Earlier this year I got the itch to try out some pinch-grip style frames. I started with a cheapo $4 ABS resin and then ordered a stainless steel "Shock" style pinch frame from AliiEx. I like the resin frame but much to my disappointment the steel frame felt too heavy and awkward with a weight of 395 grams (14 oz). I just couldn't get comfortable with the handle shape. If I held it like a recurve bow then the edge of the lower fork would dig into my thumb. I noticed that a lot of pinch shooters bend their wrist back to bring more palm contact to the handle but this didn't feel so nice.

I ended up tracing out the handle and modifying the contours to thicken up the grip and allow more hand web contact. This gives me the straight wrist position that I desired. The new hickory handle looks a bit chunky but it works fine and feels much better (for me) than the steel version. The total frame weight is now a comfortable 195 grams. The fork position is low, the wood handle fills my hand and a recurve bow hold works well. If I make another handle I'll use a darker wood (or stain) and maybe try a cut-out in the handle so it's not so blah.

I realize that a lot of shooters do fine with a smallish handle on a pinch frame but my old hands just didn't enjoy the feel. My worn wrist also likes being straight rather than canting back.


----------



## raventree78 (Apr 20, 2016)

Nice fix, looks much more comfortable to me


----------



## flipgun (Nov 14, 2012)

Nice save. If the grip is not too thick already, A palm filling swell with a smaller piece laminated on the finger side are easy to attach and custom fit.


----------



## AKA Forgotten (Jan 26, 2019)

Looks good as if it was designed from the beginning that way


----------



## KawKan (May 11, 2013)

That hickory handle looks like a winner.

Nice solution all around!


----------



## Northerner (Nov 9, 2010)

flipgun said:


> Nice save. If the grip is not too thick already, A palm filling swell with a smaller piece laminated on the finger side are easy to attach and custom fit.


Great idea with the palm swell. This handle is already finished with clear satin poly but I might make a second one from wood. Possibly the thickness could be reduced a tiny bit to allow for the swell. I'm not great with wood but a small block glued to each side at the top could be shaped into a hand web shelf.


----------



## MakoPat (Mar 12, 2018)

Now that is a fine hickory handle to be sure. I tried the pistol grip style and it was not for me. But this makes think again.


----------



## Tag (Jun 11, 2014)

Nice one


----------



## romanljc (May 26, 2014)

Looking good buddy!!


----------



## Northerner (Nov 9, 2010)

I carved up another hickory handle for the steel "Shock" forks. This new handle is a bit larger and has more of an arch to fill my palm. It doesn't look the greatest but I will say that this large handle + fork is my most accurate shooter. It points well, fills my palm and the straight wrist design contributes greatly to comfort and accuracy. Once I'm done the final sanding I'll lay on some finish to pop the grain a bit.

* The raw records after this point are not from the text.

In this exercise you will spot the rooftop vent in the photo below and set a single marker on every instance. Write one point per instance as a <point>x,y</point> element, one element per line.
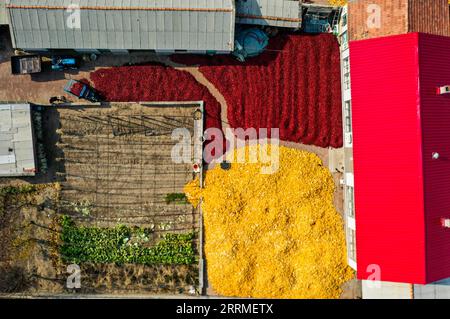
<point>445,222</point>
<point>444,90</point>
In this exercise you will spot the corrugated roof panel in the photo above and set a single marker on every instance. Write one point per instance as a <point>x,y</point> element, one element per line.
<point>129,26</point>
<point>284,13</point>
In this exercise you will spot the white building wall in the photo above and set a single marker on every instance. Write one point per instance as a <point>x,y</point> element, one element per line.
<point>386,290</point>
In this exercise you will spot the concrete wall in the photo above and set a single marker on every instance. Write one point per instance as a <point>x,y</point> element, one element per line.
<point>438,290</point>
<point>386,290</point>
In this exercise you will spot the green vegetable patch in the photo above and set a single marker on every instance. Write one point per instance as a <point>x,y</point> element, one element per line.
<point>123,245</point>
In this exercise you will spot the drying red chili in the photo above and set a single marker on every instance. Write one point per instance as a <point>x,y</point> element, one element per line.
<point>294,86</point>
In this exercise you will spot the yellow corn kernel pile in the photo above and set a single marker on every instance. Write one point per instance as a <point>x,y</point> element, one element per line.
<point>273,236</point>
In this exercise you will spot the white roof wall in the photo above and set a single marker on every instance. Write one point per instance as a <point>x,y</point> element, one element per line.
<point>191,25</point>
<point>16,140</point>
<point>280,13</point>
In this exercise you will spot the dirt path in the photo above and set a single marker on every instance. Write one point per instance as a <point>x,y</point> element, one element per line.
<point>200,78</point>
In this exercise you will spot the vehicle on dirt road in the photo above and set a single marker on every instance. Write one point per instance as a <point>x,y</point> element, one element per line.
<point>82,91</point>
<point>61,63</point>
<point>26,64</point>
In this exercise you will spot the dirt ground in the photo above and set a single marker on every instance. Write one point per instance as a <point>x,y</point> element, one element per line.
<point>114,195</point>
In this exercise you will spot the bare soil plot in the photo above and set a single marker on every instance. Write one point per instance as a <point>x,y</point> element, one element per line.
<point>114,166</point>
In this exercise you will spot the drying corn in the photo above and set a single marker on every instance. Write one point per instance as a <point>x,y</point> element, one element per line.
<point>273,236</point>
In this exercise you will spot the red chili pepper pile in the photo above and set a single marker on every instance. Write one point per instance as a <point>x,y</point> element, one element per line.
<point>294,86</point>
<point>76,88</point>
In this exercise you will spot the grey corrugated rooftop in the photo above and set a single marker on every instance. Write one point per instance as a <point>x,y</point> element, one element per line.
<point>194,25</point>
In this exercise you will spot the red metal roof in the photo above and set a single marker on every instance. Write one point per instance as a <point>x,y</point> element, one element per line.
<point>401,193</point>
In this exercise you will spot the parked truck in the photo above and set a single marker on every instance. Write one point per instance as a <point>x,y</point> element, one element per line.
<point>26,64</point>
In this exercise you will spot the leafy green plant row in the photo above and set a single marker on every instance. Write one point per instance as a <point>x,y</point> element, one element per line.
<point>16,190</point>
<point>123,245</point>
<point>176,198</point>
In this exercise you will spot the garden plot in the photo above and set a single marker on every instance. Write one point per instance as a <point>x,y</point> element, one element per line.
<point>116,166</point>
<point>116,209</point>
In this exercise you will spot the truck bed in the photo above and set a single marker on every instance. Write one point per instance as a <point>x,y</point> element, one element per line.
<point>26,64</point>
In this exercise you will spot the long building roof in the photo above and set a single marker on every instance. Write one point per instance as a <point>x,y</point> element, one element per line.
<point>193,25</point>
<point>280,13</point>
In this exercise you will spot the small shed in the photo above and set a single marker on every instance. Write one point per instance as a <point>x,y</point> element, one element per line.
<point>17,156</point>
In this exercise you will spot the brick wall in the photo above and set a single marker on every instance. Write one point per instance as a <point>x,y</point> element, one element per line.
<point>398,17</point>
<point>438,10</point>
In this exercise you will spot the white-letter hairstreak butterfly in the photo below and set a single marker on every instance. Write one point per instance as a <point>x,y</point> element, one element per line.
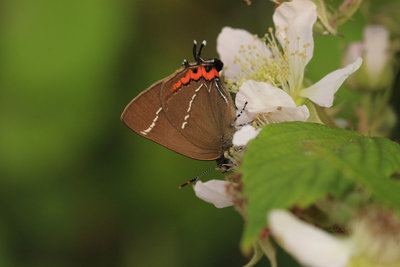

I'm starting to think about making a OTT small hammer grip frame with a 80mm fork with. This is an area that I have never explored, yet.


----------



## lycosa (May 18, 2012)

Very nice. Looks quite comfortable. I wouldn't have really thought to design pinch grip forks with a hammer handle. It seems it's always one or the other, but maybe you'll get the best of both worlds there.


----------



## Northerner (Nov 9, 2010)

I finally finished the larger handle for the Hammer-Pinch frame so I made a combined modification/review video. My old wrist has been giving me grief for many months and that is why I have been pursuing this different design. My hope is that the tendonitis will heal if I stop shooting with a flip (hopefully it's not arthritis). I have several dozen flat frames and my goal is to eventually enjoy them again without pain after the shooting sessions. Some guys likely manage to shoot flat frames without flipping but I can't seem to do it. The flip comes naturally when I relax and just shoot.


----------